Periodista
Es viejo, canoso, delgado. Uñas un poco largas pero muy cuidadas y sobre todo limpias. Llueva o haga sol, lo encontrará sentado en el primer tramo de gradas de la vieja iglesia de Nuestra Señora del Carmen en San José en medio de cerros de estampitas de cuantos santos o candidatos a serlo existan en el santoral oficial.
Si se fija en sus ojos, siempre parece asustado, pero no lo está. A través de sus lentes de aros reparados, pueden verse unas pupilas grisáceas que han visto mucho y que ya no se asombran de nada.
- ¿A cuánto la de San Pancracio?
- A cien. Todas valen lo mismo. De por sí los santicos no cobran por hacer los milagros...
- ¿Tiene la de San Judas?
- Se acabó. Mañana sí hay, es que viera a ese cómo lo piden...
Le pago con uno de mil y un poco angustiado me dice que no tiene vuelto, que no me preocupe: si no tengo plata, que igual me las lleve. De por sí a él Dios, siempre después se las paga.
Pero Dios a veces paga al contado porque le dejé el vuelto y un pan dulce.

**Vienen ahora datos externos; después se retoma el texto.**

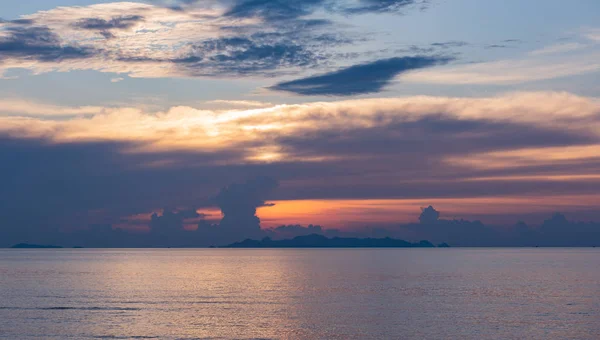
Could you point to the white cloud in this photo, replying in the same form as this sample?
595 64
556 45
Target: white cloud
508 72
22 107
190 128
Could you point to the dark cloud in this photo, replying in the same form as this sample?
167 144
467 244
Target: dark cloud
384 6
273 9
450 44
48 188
238 203
358 79
122 22
17 21
38 43
255 53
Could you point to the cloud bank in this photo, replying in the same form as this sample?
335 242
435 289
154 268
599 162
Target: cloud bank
67 171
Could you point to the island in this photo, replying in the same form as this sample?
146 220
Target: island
320 241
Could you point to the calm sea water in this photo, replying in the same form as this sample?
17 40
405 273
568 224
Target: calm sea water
300 294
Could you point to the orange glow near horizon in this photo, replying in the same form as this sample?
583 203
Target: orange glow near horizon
348 214
357 213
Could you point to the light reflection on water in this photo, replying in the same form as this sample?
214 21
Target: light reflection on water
292 293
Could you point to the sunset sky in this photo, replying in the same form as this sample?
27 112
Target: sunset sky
362 111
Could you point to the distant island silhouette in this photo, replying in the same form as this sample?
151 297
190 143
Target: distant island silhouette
320 241
34 246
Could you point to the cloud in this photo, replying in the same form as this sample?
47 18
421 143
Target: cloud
251 38
23 107
110 163
238 203
231 104
38 44
550 62
384 6
273 9
358 79
104 27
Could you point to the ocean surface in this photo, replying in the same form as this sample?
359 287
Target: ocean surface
538 293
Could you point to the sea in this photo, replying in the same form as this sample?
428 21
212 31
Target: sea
454 293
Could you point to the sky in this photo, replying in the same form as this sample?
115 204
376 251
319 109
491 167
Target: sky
236 117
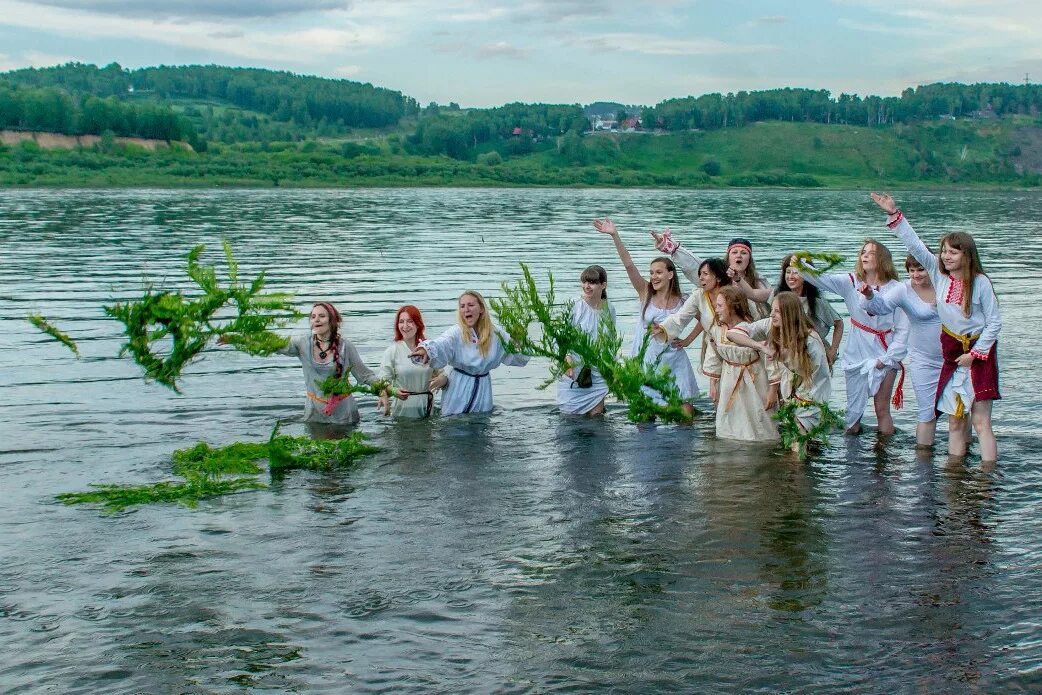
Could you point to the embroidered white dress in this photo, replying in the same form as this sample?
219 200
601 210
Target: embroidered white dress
924 343
673 357
469 389
402 373
883 338
984 322
819 389
572 398
743 387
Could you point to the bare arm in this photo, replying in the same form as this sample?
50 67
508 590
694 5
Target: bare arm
606 226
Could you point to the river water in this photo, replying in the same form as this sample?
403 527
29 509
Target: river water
514 552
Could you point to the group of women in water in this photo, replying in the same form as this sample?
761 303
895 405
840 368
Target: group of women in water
762 344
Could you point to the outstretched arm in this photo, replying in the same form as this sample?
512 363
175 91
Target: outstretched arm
606 226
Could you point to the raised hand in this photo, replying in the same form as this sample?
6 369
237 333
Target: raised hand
605 226
885 202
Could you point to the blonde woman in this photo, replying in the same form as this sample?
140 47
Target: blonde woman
472 349
876 343
788 337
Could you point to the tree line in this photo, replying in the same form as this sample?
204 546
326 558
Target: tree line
55 110
283 96
929 101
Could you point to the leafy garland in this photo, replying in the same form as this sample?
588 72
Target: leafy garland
791 431
522 304
50 329
191 323
802 261
208 472
342 387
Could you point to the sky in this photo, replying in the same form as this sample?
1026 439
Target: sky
490 52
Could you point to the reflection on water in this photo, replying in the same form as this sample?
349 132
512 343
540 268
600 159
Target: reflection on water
518 551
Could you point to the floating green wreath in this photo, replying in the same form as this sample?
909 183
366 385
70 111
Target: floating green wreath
50 329
212 472
792 432
522 304
802 261
190 323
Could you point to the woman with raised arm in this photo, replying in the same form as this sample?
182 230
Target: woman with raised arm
412 385
970 322
581 390
323 352
660 298
821 314
744 396
917 299
741 268
472 349
876 344
789 338
699 304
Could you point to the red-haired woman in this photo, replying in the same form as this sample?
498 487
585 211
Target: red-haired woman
970 321
324 352
413 385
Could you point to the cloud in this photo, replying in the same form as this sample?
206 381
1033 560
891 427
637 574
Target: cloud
199 8
502 49
658 45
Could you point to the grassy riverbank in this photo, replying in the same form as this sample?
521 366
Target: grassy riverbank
968 152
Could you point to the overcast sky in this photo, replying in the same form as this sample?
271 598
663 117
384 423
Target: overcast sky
489 52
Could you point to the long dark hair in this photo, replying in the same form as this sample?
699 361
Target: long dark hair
598 275
810 292
674 284
333 336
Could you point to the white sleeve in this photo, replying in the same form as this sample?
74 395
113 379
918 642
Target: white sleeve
992 318
442 350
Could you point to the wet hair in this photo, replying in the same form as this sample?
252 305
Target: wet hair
333 336
811 293
598 275
790 337
674 284
719 268
884 263
414 314
972 267
482 327
737 303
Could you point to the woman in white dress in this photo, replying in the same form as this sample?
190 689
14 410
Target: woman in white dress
824 318
876 344
661 298
970 323
741 268
918 300
744 396
412 385
788 338
581 390
472 349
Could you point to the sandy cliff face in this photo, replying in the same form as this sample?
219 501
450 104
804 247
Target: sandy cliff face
56 141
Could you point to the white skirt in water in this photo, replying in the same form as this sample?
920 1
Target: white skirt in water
675 358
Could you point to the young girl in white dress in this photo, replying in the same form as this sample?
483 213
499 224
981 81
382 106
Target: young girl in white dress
788 337
581 390
970 322
876 344
472 349
741 387
661 298
917 299
412 385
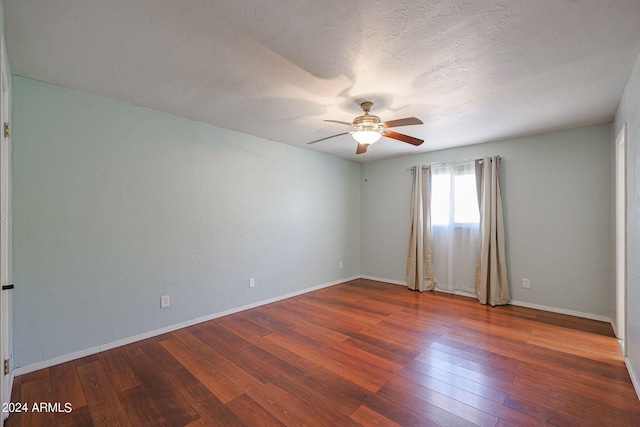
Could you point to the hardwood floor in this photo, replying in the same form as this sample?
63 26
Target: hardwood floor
359 353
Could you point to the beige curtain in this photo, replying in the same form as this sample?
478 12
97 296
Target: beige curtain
492 286
419 258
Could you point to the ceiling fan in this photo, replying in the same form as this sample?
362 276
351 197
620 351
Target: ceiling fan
368 129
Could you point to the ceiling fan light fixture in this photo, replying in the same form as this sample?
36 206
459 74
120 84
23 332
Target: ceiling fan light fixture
366 137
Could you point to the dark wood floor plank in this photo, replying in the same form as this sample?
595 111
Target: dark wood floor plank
168 399
77 417
103 402
367 417
140 408
217 384
35 389
360 353
251 413
121 376
66 385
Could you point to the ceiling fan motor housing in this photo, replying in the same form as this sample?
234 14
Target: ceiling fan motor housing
367 122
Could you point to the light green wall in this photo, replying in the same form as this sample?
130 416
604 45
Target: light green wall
629 113
115 205
557 204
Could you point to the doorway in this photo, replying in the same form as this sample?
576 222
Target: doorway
621 229
5 256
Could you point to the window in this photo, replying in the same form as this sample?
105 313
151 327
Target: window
454 199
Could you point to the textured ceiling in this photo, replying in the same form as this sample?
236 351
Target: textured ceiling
473 71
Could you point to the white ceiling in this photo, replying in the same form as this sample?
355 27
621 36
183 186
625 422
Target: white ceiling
473 71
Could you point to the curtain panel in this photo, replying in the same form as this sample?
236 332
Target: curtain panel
419 259
491 284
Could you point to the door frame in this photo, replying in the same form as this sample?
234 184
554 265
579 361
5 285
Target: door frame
620 236
6 380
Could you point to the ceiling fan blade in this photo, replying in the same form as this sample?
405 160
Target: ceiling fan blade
338 121
402 137
328 137
402 122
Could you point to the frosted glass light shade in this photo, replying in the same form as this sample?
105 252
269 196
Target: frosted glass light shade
366 137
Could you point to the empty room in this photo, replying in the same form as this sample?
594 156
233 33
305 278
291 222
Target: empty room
267 213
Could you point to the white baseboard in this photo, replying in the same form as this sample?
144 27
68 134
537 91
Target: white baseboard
378 279
97 349
563 311
634 378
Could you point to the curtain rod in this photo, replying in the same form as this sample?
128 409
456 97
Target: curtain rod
453 162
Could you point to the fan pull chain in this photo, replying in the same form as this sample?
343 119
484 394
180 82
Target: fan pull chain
366 162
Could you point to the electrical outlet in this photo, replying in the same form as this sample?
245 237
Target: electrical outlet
164 301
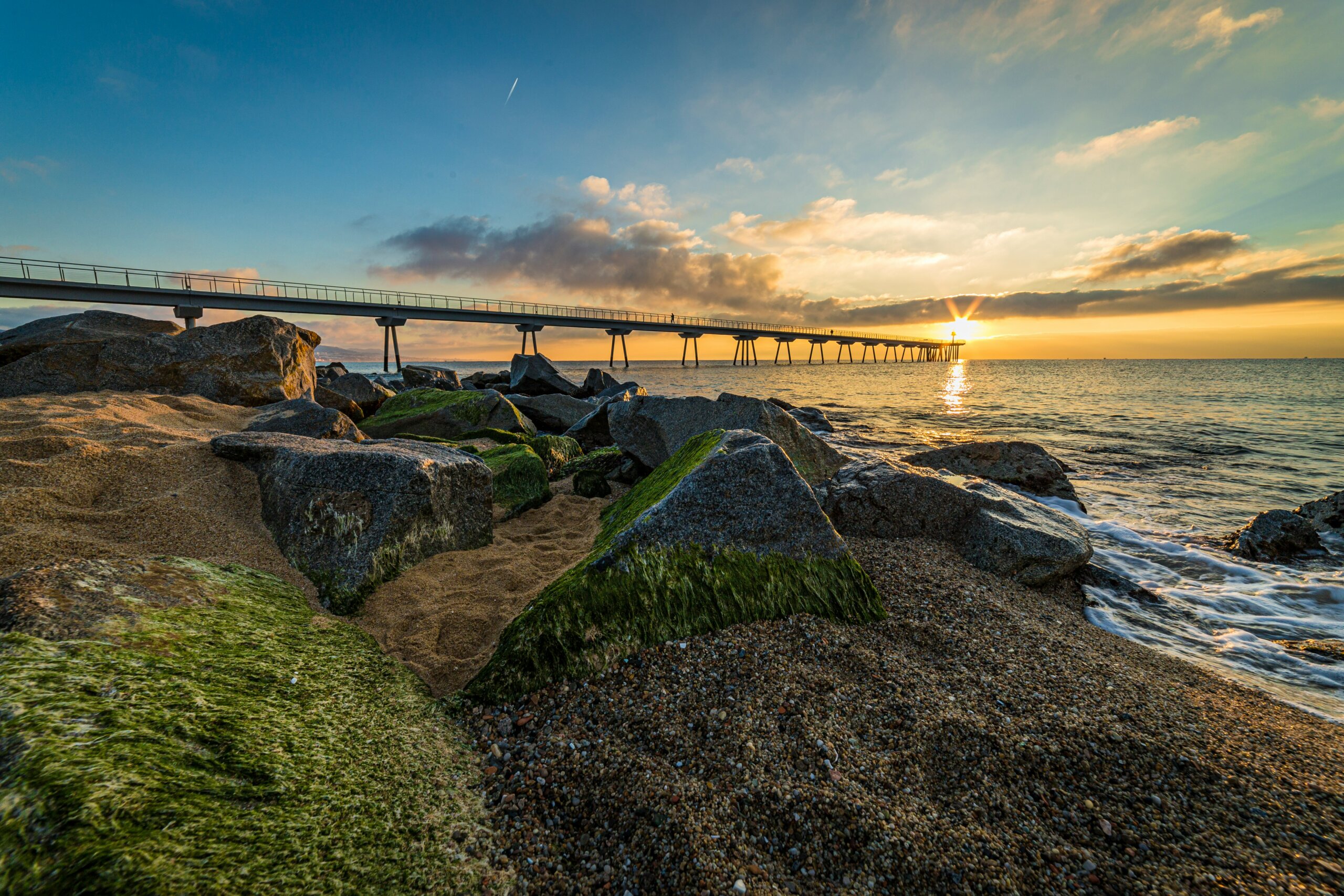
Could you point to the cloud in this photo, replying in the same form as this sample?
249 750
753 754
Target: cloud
1194 251
1101 148
11 170
830 220
741 166
1186 25
1296 282
1323 108
652 260
649 201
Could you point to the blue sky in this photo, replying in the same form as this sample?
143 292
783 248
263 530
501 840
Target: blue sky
1174 167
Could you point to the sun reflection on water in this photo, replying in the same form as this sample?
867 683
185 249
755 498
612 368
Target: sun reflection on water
954 388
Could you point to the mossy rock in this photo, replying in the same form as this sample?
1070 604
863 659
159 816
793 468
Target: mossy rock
591 484
555 452
176 727
603 460
521 480
469 449
445 414
722 532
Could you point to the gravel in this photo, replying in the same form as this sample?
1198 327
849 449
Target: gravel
982 739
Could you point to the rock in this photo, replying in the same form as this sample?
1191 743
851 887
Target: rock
447 416
725 531
593 431
301 417
1326 513
652 429
1275 535
554 413
596 382
252 362
995 530
1021 464
591 484
353 516
362 390
160 688
70 330
425 376
814 418
1104 578
331 399
536 375
335 368
555 452
521 480
628 390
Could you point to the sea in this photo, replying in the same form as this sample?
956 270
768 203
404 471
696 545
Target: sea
1168 456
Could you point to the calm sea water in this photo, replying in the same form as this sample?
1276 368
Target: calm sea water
1170 455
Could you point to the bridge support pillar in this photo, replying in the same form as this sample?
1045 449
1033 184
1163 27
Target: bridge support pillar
745 351
188 315
623 333
390 325
695 340
524 330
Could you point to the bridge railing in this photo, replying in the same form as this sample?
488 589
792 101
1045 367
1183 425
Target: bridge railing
234 285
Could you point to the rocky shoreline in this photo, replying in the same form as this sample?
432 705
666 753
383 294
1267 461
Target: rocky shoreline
774 668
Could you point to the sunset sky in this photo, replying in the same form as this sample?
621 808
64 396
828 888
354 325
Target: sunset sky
1089 178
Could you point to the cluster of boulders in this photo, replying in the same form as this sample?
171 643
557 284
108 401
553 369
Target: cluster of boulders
1283 535
737 510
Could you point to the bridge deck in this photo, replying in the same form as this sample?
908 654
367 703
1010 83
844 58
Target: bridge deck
61 281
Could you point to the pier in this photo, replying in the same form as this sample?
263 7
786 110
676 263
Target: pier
188 294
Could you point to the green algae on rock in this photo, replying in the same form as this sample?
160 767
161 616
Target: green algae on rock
447 414
172 726
519 477
725 531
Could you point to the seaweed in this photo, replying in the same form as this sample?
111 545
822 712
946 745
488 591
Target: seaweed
209 747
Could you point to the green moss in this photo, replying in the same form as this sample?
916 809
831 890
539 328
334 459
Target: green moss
521 481
555 452
500 437
469 406
589 617
237 745
603 460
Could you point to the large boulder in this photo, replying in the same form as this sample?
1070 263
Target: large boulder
652 429
536 375
338 402
160 714
256 361
447 414
1019 464
69 330
814 418
521 479
554 413
301 417
361 390
723 532
353 516
424 375
996 530
597 381
1275 535
1326 513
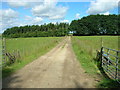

En medio del negocio aparece un indigente y el viejito le da cien pesos de su propia bolsa. ¡Vaya lección! Él no tiene nada y lo tiene todo.
El dinero no hace la felicidad pero a la tristeza le encanta que la maquille para simular que la pobreza duele menos.
Sin embargo, hay gente-luz en las esquinas recordándonos el sentido que tiene la vida y que somos ángeles de una sola ala que debemos volar abrazados.
¿Que si se cumplieron los milagros? No importa. Dios los hace y los paga.